Mirrors were covered with crepe or veiling to prevent the deceased's spirit from getting trapped in the looking glass. When the coffin was removed, the chairs were turned around.
The wearing of black by family members made them inconspicuous ... to deter the spirts from selecting them to join the deceased.
Cards and stationery had borders of black. The larger the border, the greater the sorrow of the mourning.
Some paid for professional mourners, to have someone there 24 hours to keep watch to make sure the person was dead.
If a family could afford it, a hearse pulled by two black horse with black ostrich feathers was used. If no black horses were available, the manes were dyed black.
Children's funerals had white accents and a white coffin, to signify purity and innocence.
Six men walked next to the hearse and were called mutes. They wore somber expressions. They are now known as pallbearers. An invitation to be a pallbearer is a great honor. A funeral procession was always a public event. There were no short cuts from church to cemetery.
Jewelry was made of the hair of the deceased as a memento. Braiding hair of the deceased into a brooch helped the bereaved.
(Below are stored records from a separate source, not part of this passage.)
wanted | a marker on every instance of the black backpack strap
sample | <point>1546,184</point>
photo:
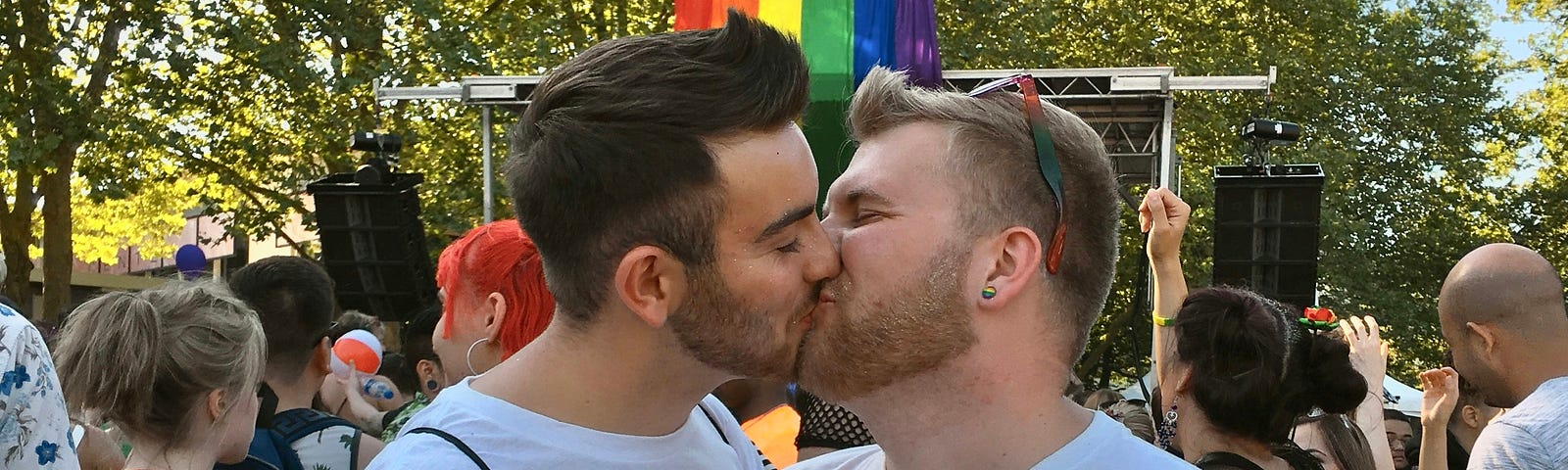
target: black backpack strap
<point>298,423</point>
<point>1225,461</point>
<point>455,443</point>
<point>715,423</point>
A shadow box would often be made which sometimes held some hair of the deceased, along with fruits and nuts.
A woman's wardrobe became all black crepe. Freudenberger had Victorian jackets, hats, parasols, bonnets and fans for display.
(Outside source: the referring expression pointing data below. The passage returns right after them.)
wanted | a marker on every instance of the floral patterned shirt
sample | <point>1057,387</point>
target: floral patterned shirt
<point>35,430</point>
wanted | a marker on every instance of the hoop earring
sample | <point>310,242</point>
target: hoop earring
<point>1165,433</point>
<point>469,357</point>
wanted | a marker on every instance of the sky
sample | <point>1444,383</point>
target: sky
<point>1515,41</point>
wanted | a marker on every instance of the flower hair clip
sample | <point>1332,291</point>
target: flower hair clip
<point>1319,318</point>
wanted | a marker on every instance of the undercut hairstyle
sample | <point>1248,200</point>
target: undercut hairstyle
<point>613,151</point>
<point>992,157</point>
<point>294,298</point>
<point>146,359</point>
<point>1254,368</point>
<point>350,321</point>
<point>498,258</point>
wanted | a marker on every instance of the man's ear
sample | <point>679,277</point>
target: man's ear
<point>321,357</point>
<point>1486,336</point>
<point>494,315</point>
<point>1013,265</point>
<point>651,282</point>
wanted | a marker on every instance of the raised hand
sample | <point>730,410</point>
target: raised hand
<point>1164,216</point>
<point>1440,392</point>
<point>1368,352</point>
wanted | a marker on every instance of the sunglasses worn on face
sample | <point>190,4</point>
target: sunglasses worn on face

A member of Fraternal orders had ribbons that when turned over revealed a mourning side. Members had special flag holders as grave markers.
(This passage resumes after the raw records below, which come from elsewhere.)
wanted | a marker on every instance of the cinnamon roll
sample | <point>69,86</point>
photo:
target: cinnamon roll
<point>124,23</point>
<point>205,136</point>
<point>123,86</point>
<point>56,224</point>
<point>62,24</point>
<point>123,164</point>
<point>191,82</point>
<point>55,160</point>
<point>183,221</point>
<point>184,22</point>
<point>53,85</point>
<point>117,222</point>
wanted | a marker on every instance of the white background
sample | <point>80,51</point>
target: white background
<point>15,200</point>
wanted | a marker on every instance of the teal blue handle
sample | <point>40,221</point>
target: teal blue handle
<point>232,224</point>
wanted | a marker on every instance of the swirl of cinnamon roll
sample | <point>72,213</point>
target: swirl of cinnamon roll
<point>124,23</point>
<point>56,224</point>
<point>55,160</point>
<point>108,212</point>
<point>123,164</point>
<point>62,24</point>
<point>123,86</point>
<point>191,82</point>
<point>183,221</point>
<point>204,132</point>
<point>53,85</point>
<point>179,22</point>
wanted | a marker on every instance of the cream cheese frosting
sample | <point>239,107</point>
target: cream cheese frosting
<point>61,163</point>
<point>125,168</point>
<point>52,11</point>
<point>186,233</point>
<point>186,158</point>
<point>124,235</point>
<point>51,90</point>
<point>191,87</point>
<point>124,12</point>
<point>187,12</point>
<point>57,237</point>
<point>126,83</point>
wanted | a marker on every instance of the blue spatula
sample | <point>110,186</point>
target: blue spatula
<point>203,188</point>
The greatest shame of the poor was a pauper's funeral. It was held on a Sunday because it was the only day they did not work. It was not uncommon for a family to go without food for a week in order to pay for the funeral.
There was a fear of being buried alive. A coffin bell was attached to the deceased's finger as a form of security, so if the person awoke, he could ring the bell, alerting someone.
After the funeral there was a luncheon, a repast, held either at the church, the home or reception hall where songs and poems were read about the departed.
Women who lost their husbands went into deep mourning for one year and a day. They could leave the house after a month. After the second year they could visit close friends and could wear black silk. The third year was considered half-mourning.
Men were not as restricted in their mourning as women.
Times have changed. Customs have changed but many are still used today.
Freudenberger quoted Paul Gregory Alms, a Lutheran minister: "How we treat the dead says an awful lot about how we live. For the strong and able to serve the helpless dead, to honor frail remains, reaches deep inside us to something basic to humanity."
"I'd like to leave you with this thought. Your undertaker is always the last one to let you down," concluded Freudenberger with a twinkle in his eye.